House idiom: pruning a subtree with {nil, acc}
Returning nil as the AST from a Credo.Code.prewalk/2 traversal stops the
walk descending into that node's subtree. Use it to exempt a call's
arguments (not its whole line), or to skip @spec/@type bodies. It is a
return value, not logic — do not wrap it in a function.
Summary
Types
An alias path as it appears in AST: [:Ecto, :Query] or [Elixir, :Mix].
Types
@type module_path() :: [atom()]
An alias path as it appears in AST: [:Ecto, :Query] or [Elixir, :Mix].
Functions
@spec module_paths(module()) :: [module_path()]
Every AST spelling of module.
iex> MikaCredoRules.AstHelpers.module_paths(Mix)
[[:Mix], [Elixir, :Mix]]
iex> MikaCredoRules.AstHelpers.module_paths(Ecto.Query)
[[:Ecto, :Query], [Elixir, :Ecto, :Query]]Never wildcard the module position of a dot-call, and never hand-roll the
Elixir.-prefixed variant — both mistakes have shipped bugs here.
@spec resolve_aliases(Credo.SourceFile.t(), [module()]) :: [module_path()]

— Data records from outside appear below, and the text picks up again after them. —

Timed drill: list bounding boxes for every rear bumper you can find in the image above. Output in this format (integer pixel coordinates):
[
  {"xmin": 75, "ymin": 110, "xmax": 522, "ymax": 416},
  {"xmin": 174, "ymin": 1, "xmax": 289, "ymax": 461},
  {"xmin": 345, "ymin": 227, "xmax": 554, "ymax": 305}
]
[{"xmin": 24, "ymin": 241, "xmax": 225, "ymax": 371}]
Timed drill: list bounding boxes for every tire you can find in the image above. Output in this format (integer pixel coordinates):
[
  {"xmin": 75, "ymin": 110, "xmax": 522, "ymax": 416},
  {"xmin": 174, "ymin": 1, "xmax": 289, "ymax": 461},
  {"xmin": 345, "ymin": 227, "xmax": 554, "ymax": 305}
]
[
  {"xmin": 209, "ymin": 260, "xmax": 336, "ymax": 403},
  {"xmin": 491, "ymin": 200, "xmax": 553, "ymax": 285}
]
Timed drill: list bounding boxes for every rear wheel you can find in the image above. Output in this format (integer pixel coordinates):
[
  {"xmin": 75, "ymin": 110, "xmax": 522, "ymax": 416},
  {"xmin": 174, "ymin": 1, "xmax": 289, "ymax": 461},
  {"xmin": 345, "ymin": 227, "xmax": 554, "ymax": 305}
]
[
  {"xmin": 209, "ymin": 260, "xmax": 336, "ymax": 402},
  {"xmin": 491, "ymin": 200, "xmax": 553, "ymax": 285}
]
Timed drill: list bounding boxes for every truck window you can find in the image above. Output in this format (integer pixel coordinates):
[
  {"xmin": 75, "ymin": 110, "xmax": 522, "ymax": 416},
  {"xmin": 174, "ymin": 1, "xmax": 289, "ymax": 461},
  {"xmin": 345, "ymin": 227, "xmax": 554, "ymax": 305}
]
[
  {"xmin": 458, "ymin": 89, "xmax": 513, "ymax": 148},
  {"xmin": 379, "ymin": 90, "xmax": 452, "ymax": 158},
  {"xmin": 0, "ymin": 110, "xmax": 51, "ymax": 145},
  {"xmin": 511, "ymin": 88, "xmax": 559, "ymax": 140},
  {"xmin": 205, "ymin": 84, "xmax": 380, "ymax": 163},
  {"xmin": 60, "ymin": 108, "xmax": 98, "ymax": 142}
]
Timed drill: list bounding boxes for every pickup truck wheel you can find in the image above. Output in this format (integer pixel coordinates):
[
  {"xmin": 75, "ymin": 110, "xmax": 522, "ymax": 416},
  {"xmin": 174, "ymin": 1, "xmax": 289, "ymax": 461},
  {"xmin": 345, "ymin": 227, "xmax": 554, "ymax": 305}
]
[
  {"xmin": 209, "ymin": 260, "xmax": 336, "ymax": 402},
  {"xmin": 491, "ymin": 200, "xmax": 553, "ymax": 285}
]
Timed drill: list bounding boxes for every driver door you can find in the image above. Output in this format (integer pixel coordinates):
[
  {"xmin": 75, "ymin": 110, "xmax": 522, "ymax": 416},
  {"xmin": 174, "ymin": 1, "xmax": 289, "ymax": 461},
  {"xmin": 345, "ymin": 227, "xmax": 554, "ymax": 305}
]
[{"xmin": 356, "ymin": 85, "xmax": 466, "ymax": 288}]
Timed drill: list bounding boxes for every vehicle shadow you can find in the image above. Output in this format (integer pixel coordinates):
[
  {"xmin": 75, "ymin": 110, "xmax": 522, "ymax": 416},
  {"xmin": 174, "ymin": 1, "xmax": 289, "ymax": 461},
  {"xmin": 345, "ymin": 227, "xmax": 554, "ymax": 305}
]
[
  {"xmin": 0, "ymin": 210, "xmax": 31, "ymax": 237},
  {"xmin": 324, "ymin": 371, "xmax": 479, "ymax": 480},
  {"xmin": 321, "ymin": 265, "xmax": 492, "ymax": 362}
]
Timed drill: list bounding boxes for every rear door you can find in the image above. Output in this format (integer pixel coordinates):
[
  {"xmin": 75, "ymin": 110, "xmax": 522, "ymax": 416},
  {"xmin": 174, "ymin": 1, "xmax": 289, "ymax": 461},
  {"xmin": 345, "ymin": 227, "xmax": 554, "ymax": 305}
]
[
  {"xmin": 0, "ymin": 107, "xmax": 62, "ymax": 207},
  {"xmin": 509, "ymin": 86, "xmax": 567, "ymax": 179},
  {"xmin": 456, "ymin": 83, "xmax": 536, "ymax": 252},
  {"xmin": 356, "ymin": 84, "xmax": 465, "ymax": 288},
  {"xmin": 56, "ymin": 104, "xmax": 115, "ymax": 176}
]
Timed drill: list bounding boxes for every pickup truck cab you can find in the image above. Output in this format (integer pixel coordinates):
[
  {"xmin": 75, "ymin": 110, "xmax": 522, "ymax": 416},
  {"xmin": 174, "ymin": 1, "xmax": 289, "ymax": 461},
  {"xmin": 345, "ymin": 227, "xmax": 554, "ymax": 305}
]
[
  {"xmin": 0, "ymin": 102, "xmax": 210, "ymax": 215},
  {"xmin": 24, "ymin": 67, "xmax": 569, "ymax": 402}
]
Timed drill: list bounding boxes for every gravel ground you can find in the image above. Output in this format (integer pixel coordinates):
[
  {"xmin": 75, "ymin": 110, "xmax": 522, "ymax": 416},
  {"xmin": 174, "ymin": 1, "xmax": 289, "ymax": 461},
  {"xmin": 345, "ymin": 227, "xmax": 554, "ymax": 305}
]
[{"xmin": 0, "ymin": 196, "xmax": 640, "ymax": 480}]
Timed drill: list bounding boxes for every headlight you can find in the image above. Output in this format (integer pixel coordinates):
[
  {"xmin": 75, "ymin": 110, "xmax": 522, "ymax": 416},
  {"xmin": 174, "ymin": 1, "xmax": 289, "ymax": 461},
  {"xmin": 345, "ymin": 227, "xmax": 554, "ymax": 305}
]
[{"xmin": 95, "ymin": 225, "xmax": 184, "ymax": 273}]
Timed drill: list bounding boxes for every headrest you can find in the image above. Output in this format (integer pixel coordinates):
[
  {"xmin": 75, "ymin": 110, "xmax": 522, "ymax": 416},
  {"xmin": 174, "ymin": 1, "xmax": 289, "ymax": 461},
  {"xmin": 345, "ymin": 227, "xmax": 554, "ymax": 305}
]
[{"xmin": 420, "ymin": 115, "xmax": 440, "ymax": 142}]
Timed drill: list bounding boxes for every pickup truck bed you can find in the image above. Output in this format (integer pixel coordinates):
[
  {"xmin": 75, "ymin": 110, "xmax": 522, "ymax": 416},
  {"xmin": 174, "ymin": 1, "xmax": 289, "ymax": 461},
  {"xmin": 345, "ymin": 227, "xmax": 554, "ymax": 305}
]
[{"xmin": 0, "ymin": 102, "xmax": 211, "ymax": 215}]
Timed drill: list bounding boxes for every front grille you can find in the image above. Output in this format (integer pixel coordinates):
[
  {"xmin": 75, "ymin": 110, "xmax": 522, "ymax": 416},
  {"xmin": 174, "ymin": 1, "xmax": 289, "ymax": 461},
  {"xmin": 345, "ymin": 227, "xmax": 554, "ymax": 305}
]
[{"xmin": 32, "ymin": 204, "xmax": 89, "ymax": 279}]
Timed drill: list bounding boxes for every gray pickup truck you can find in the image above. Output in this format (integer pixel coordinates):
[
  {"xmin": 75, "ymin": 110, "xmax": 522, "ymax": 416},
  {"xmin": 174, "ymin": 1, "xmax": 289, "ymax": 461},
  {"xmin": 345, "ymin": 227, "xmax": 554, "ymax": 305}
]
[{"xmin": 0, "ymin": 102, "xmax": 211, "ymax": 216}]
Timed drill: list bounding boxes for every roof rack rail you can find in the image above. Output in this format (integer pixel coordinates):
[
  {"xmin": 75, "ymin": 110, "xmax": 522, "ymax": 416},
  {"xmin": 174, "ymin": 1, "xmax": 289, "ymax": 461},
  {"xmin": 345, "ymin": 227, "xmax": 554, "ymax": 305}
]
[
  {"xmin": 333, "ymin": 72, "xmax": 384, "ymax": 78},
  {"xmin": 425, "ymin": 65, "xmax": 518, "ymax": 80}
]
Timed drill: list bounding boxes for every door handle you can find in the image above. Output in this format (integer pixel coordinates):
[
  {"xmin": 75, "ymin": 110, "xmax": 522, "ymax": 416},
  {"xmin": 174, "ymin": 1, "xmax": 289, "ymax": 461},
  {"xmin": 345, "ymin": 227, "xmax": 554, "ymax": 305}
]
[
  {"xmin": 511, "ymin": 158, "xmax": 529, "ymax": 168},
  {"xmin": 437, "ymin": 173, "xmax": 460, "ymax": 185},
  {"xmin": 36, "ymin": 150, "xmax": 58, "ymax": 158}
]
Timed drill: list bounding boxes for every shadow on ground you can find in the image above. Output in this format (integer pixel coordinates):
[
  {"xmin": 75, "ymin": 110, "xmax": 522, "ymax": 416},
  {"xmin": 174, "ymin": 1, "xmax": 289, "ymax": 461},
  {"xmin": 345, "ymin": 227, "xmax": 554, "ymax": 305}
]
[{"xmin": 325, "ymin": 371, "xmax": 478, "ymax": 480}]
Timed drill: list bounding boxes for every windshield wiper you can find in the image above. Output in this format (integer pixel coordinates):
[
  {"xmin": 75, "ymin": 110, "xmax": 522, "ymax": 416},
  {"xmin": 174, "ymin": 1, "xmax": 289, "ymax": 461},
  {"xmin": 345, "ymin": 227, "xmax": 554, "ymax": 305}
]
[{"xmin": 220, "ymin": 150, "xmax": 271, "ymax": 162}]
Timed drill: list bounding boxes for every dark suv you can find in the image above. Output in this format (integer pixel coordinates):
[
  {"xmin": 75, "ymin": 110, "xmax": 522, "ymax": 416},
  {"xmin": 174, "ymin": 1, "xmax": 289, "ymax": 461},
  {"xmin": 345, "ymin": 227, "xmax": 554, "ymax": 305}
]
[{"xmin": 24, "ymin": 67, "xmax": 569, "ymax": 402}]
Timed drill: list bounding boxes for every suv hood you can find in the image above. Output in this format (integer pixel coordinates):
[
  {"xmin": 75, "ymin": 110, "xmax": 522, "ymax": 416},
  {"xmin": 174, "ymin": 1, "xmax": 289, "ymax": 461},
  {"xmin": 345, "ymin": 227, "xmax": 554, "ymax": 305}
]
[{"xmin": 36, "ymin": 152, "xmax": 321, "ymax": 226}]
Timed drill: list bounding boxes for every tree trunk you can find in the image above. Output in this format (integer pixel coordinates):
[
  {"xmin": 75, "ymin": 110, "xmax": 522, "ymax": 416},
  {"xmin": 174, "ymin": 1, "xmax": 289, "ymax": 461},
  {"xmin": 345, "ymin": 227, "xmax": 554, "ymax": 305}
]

Every name in source_file that resolves to one of modules.
Starts from both spellings of each module (see module_paths/1) and folds the
file's alias declarations — plain, as: renames, and multi-alias
(alias Foo.{Bar, Baz}) — over that base.
Alias resolution has two halves, and both are load-bearing:
- ADD —
alias Ecto.Querymeans the local name[:Query]now refers toEcto.Query, so[:Query]joins the match set. - REMOVE (shadowing) —
alias MyApp.Applicationmeans bare[:Application]no longer refers to Elixir'sApplication, so it leaves the match set. Only the bare spelling is removed — an explicitElixir.Applicationis unambiguous and stays matched.
Which half a caller exercises depends on segment count: single-segment base
paths ([:Application]) are shadowable and need both; multi-segment paths
([:Ecto, :Query]) cannot be shadowed by a one-segment alias and only ever
gain ADD entries. An add-only implementation silently breaks single-segment
callers; a remove-happy one wrongly un-exempts multi-segment callers.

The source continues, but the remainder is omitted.